Un homme bien instruit, & qui connoît le rapport que les moindres signes extérieurs ont avec les mouvemens de l'ame, passe facilement dans le monde pour devin. Un homme sage qui voit les conséquences dans leurs principes, & les effets dans leurs causes, peut se faire regarder du peuple comme un prophete. Traité des synon. (D. J.)

Prophete (Page 13:462)

Prophete, (Antiq. grecq.) PROFH/THS2; c'étoit un ministre chargé d'interpréter, & principalement de rédiger par écrit les oracles des dieux. Les prophetes les plus célebres étoient ceux de Delphes. On les élisoit au sort, & cette dignité étoit affectée aux principaux habitans de la ville. On leur adressoit les demandes que l'on vouloit faire au dieu; ils conduisoient la pythie au trépié, recevoient la réponse, l'arrangeoient pour la faire mettre en vers par les poëtes. Des marbres de Milet prouvent qu'un prophete étoit attaché au temple d'Apollon Didymien. Nous voyons par une inscription, qu'il y avoit à Rome un prophete du temple de Sérapis. Calcédoine avoit aussi un prophete attaché à un temple de la ville; il recevoit les oracles des dieux. (D. J.)

Prophete, faux (Page 13:462)

Prophete, faux, (Critique sacrèe.) Un faux prophete dans l'Ecriture, est quelquefois appelle prophete abusivement, Deuteronome, xiij. 1. Moise donne aux Israélites un moyen de distinguer les prédicateurs du mensonge; un tel homme, leur dit - il, ne mérite jamais que vous l'écoutiez, s'il entreprend de vous détourner du culte du vrai Dieu, & vous porter à l'idolâtrie.
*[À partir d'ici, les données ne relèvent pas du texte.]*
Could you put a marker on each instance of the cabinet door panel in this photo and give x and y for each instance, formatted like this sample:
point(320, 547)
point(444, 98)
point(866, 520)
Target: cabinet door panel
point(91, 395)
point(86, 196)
Ces prédicateurs du mensonge, esclaves d'un vil intérêt, n'avoient que des paroles de flatterie & de complaisance pour les grands. Ezéchiel, c. xiij. v. 18. s'éleve contre eux en termes pleins de force, & qui forment un tableau. « Malheur à vous, leur dit - il, qui préparez des coussinets pour les mettre sous les coudes; qui faites des oreillers pour en appuyer des personnes de tout âge, dans le dessein de gagner les coeurs; & qui apres avoir trompé les ames de mon peuple, leur assurez qu'elles sont vivantes ». (D. J.)

Prophetes de Baal (Page 13:462)

Prophetes de Baal, (Critique sacrée.) c'est ainsi que l'Ecriture nomme les prêtres attachés à Baal, divinité que l'on croit être le soleil.

Achab, roi d'Israël, établit dans ses états le culte de Baal, à la sollicitation de Jezabel qu'il avoit épousée. Il ne prciettoit rien de considerable sans l'aveu de ces prêtres; & c'étoit une coutume généralement répandue dans tout l'orient, de n'entreprendre aucune affaire importante, guerre ou alliance, sans avoir consulté les devins; politique propre à tenir les peuples dans le respect, & à inspirer au soldat plus de courage. Les Grecs & les Romains adopterent cette politique; & c'est par - là que les augures répandoient la terreur dans les esprits, ou les remplissoient d'espérance.

Quinte - Curse dit finement que rien n'est si puissant que la superstition, pour tenir en bride une populace. Quelque inconstante & furieuse qu'elle soit, quand elle a une fois l'esprit frappé d'une vaine image de religion, elle obéit bien mieux à des devins qu'à des chefs. Nulla res efficaciùs multitudinem regit, quàm superstitio; alioquin impotens, soeva, mutabilis, ubi vanâ religione capta est, melius vatibus quam ducibus suis paret. l. IV. c. x.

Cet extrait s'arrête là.